If it is, then not only is “partial preterism” false, but full preterism is also false. Did the “coming of the Son of Man on the clouds of glory” happen then? Nope, not even for a full preterist.

Again, we must ask the question that every interpreter does ask, even the full preterists, with this verse: what “particulars” does the word “everything” refer to in context? And the answer is simple: “For he will be delivered over to the Gentiles and will be mocked and shamefully treated and spit upon. And after flogging him, they will kill him, and on the third day he will rise.”

“All” of those particulars will come to pass when the Son of Man enters Jerusalem. “Everything that is written” about those particulars “will be accomplished.”

Here’s another one:

“Brothers, sons of the family of Abraham, and those among you who fear God, to us has been sent the message of this salvation. For those who live in Jerusalem and their rulers, because they did not recognize him nor understand the utterances of the prophets, which are read every Sabbath, fulfilled them by condemning him. And though they found in him no guilt worthy of death, they asked Pilate to have him executed. And when they had carried out all that was written of him, they took him down from the tree and laid him in a tomb. But God raised him from the dead, and for many days he appeared to those who had come up with him from Galilee to Jerusalem, who are now his witnesses to the people.” (Acts 13:26-31 ESV)

Did you see that? “When they had carried out ALL THAT WAS WRITTEN OF HIM, they took him down from the tree and laid him in a tomb.”

Even a full preterist would have to admit that it would be absolutely insane to argue that every single prophecy that was written of Christ (unqualified) was fulfilled while Christ hung on the cross.

“But it says, ‘they had carried out all that was written of him ‘, does it not? Does ‘all’ not mean ‘all’ here?”

Well, of course, it does. “All” always means “all.” That isn’t the debate. The debate is, “all” of what?

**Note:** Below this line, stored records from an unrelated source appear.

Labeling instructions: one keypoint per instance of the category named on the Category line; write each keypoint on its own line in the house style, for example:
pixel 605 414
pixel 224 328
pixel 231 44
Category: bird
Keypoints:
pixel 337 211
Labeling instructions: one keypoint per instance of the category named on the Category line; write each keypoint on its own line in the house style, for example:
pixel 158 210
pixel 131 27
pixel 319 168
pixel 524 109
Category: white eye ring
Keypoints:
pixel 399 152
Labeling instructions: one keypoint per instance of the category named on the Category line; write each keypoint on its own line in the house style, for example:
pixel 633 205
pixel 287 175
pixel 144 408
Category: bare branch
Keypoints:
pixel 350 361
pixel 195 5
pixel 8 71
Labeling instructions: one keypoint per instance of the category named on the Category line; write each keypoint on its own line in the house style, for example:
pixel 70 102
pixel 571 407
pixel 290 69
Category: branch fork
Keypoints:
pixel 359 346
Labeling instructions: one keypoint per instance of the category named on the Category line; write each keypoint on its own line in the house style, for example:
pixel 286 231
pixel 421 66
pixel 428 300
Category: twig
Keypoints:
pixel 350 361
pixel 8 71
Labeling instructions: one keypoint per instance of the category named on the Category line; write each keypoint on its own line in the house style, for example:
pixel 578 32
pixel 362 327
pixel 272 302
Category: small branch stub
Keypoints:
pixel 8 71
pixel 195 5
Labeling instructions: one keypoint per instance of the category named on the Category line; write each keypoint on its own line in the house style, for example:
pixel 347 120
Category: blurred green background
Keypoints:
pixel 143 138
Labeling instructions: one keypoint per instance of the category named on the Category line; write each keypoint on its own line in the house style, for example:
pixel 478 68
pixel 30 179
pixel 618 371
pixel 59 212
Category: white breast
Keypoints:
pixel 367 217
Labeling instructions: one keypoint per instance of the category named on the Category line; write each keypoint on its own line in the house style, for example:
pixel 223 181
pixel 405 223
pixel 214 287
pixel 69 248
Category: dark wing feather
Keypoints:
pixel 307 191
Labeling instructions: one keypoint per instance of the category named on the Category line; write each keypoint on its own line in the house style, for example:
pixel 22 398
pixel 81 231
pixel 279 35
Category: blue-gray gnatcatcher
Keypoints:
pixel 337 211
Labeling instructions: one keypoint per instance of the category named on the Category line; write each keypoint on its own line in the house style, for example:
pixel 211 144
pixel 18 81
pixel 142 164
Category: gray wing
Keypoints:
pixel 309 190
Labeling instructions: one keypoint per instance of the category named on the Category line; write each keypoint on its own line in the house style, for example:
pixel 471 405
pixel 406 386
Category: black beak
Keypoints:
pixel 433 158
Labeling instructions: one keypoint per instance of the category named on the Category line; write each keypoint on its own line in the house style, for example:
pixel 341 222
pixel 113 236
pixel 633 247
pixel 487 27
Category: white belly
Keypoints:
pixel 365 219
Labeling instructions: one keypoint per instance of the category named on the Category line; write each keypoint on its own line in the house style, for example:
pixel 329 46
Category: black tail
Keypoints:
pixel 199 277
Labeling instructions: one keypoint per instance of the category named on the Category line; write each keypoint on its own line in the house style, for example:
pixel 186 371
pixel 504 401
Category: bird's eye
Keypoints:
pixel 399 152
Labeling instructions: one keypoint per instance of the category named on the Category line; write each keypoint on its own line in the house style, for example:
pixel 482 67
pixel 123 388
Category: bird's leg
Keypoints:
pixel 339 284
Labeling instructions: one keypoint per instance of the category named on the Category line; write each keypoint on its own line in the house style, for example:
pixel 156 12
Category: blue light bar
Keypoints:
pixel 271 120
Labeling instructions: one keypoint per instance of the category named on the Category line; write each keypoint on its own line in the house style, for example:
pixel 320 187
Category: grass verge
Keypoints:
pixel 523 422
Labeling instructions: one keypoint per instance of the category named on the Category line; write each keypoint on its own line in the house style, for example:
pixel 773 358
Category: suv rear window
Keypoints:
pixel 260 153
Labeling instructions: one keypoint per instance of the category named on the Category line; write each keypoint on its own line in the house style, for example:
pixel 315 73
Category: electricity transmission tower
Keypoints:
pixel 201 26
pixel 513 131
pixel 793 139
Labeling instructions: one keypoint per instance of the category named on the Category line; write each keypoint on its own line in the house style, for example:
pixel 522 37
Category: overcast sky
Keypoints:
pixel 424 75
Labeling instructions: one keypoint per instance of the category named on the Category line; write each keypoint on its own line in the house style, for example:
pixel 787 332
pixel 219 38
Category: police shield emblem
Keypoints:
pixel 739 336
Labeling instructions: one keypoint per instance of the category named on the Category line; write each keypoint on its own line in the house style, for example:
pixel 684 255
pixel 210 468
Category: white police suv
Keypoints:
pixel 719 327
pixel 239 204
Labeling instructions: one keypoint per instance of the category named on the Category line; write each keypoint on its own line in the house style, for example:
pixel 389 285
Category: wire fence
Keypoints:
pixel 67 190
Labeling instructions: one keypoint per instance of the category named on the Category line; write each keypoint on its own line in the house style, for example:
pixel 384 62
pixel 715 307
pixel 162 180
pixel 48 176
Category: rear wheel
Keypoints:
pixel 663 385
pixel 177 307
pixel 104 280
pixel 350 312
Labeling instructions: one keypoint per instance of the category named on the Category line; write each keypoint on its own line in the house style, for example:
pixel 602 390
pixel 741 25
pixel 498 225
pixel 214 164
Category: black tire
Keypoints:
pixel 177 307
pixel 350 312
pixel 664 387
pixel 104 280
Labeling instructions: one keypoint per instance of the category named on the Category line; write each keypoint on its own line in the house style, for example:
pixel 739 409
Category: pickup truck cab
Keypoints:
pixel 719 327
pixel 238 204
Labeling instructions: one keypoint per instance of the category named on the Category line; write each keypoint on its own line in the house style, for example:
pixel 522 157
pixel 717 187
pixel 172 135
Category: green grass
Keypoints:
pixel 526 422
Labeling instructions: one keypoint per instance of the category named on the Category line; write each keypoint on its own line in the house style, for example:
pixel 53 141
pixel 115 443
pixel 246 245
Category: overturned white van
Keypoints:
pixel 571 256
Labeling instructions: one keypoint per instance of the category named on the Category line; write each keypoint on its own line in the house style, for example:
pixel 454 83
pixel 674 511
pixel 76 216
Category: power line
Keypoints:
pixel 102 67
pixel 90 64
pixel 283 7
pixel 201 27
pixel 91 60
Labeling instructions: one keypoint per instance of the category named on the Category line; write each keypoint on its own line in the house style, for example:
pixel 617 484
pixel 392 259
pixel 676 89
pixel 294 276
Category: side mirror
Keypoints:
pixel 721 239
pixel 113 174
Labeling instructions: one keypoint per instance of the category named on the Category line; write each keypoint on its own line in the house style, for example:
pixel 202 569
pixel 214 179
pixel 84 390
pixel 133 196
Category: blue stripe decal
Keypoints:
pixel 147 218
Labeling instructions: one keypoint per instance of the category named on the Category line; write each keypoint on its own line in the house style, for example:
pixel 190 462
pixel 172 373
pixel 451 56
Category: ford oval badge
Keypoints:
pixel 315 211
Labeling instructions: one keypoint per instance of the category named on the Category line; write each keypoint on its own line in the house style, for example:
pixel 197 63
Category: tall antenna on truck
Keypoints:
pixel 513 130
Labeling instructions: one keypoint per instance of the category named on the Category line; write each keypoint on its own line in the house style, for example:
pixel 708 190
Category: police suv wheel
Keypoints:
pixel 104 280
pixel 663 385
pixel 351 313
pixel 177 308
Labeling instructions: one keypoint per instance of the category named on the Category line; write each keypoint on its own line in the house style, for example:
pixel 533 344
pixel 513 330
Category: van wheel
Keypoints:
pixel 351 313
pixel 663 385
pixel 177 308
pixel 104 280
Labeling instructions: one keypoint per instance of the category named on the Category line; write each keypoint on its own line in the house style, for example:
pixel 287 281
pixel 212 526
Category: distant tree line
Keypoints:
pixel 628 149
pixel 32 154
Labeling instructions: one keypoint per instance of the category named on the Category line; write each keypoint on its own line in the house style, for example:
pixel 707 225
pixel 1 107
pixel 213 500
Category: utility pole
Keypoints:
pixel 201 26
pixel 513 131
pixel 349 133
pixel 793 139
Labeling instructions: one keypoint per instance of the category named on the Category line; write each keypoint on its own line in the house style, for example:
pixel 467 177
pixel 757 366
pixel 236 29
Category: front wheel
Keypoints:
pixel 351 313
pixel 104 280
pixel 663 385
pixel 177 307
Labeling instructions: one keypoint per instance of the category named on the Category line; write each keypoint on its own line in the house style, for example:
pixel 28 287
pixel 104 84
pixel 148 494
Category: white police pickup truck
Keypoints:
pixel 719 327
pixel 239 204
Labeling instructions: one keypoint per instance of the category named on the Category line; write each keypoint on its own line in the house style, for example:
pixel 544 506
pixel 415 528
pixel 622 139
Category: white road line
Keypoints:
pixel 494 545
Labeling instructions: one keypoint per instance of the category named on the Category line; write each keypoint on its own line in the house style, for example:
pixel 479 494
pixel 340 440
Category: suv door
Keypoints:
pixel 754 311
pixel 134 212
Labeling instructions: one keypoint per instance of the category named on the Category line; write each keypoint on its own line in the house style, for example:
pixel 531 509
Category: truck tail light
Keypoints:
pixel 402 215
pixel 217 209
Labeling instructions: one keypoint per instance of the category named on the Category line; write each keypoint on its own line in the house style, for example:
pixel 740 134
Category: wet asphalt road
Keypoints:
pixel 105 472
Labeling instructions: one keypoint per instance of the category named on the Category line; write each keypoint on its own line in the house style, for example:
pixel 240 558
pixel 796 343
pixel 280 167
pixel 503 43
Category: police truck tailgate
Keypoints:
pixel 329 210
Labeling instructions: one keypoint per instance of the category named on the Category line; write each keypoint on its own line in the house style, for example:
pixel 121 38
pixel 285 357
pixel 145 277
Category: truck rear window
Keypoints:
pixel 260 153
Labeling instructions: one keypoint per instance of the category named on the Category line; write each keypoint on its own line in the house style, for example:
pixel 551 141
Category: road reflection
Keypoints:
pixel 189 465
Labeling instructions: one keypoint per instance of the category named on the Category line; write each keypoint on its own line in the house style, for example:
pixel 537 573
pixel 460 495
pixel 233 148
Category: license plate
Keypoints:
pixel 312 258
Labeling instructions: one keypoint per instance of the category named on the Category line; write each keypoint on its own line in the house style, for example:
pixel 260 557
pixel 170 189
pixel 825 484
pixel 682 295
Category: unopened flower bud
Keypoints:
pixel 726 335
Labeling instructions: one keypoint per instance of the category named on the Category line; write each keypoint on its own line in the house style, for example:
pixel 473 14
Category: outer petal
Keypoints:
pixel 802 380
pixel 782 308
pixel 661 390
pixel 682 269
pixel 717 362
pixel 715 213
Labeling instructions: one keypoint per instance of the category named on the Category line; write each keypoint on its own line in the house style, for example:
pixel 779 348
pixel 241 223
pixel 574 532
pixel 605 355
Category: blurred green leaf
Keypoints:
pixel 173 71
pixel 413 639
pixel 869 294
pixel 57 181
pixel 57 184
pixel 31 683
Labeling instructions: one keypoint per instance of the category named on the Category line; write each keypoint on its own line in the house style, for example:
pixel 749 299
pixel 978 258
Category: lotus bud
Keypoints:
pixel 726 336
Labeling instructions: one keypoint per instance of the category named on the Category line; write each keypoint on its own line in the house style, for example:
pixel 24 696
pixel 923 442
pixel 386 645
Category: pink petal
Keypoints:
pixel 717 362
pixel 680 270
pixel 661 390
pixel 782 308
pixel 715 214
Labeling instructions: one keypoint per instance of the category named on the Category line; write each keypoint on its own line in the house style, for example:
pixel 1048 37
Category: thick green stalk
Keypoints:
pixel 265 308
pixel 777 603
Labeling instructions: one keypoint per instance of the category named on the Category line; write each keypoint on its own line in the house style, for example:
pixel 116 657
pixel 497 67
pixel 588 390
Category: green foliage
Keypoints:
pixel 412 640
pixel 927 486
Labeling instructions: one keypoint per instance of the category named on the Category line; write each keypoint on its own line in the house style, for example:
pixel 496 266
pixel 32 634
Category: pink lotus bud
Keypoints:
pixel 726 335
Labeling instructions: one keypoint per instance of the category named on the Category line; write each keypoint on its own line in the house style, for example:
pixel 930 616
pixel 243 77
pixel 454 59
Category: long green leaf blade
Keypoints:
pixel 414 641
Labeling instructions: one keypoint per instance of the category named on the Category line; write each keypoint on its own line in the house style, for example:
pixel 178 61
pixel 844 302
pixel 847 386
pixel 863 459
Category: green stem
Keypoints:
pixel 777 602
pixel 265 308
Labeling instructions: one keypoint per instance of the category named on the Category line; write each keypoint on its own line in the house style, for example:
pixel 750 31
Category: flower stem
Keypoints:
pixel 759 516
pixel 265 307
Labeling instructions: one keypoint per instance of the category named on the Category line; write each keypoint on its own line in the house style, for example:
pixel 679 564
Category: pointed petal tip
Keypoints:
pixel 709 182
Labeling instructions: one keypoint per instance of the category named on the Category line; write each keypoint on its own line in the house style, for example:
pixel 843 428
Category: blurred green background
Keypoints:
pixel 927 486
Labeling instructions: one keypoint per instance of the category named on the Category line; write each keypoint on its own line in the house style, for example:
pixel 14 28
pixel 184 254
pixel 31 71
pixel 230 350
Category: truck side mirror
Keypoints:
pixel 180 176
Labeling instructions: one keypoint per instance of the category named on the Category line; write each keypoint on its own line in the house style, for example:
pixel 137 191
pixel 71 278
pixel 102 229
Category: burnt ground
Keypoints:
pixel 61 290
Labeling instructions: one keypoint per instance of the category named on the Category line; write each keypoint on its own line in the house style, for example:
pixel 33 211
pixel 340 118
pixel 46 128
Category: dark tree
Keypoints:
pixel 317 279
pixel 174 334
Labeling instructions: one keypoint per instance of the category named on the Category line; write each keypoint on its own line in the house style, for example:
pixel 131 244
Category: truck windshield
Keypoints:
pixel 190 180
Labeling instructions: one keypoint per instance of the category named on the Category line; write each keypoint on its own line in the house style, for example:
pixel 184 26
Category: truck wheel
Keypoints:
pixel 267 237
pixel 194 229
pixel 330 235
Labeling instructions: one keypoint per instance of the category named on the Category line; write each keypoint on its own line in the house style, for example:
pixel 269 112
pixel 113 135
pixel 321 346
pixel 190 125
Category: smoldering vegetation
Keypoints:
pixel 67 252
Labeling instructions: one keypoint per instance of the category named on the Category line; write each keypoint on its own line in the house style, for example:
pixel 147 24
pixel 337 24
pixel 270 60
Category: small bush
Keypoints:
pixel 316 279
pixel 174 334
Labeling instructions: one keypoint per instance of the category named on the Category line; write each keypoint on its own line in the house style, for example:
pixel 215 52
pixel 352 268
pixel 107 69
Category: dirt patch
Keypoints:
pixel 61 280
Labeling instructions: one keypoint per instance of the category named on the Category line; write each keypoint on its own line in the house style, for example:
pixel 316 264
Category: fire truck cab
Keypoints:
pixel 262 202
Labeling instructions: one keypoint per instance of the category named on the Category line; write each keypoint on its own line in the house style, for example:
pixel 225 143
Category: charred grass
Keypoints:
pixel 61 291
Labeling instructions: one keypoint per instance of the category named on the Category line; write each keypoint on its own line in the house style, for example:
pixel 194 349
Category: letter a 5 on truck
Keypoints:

And for whatever reason, full preterists completely ignore this natural and necessary question regarding Luke 21.22. Even when we lay aside, for the sake of argument, the fact that full preterists misuse the principle of analogia fidei, and we attempt to read Lk 21.22 as full preterists should read it (principally), we still can’t arrive at their interpretation of v.22 “consistently.”

We must ask what particulars the “all” of Lk 21.22 include. And the context of Lk 21 spells that out plainly, with the whole of Scripture informing us of what it does not include.

I finally came to see that full preterists did not start by examining these “time texts” in light of the whole, rightly understood, but started with “time texts,” wrongly understood, because they ignored the rest of Scripture and lost the restraining effect the rest of Scripture has in determining what “all” could include. As a result, the rest of Scripture gets pigeonholed into 70AD, and texts like 1 Cor. 15 are made to say something they clearly don’t say. Then Genesis comes next (Covenant Creationists – Genesis isn’t about the earth). Then Isaiah. Then Romans. On it goes.

And here’s the kicker: they are actually guilty of doing the very thing they accuse creedalists of doing…forcing everything to fit a man-made creed, except that their only unquestionable, undebatable proposition of ‘orthodoxy’ is their faulty interpretation of a time text. Everything else is up for grabs.

And what you eventually end up with, when this new orthodoxy is carried out, is something wholly contrary to the Christian faith.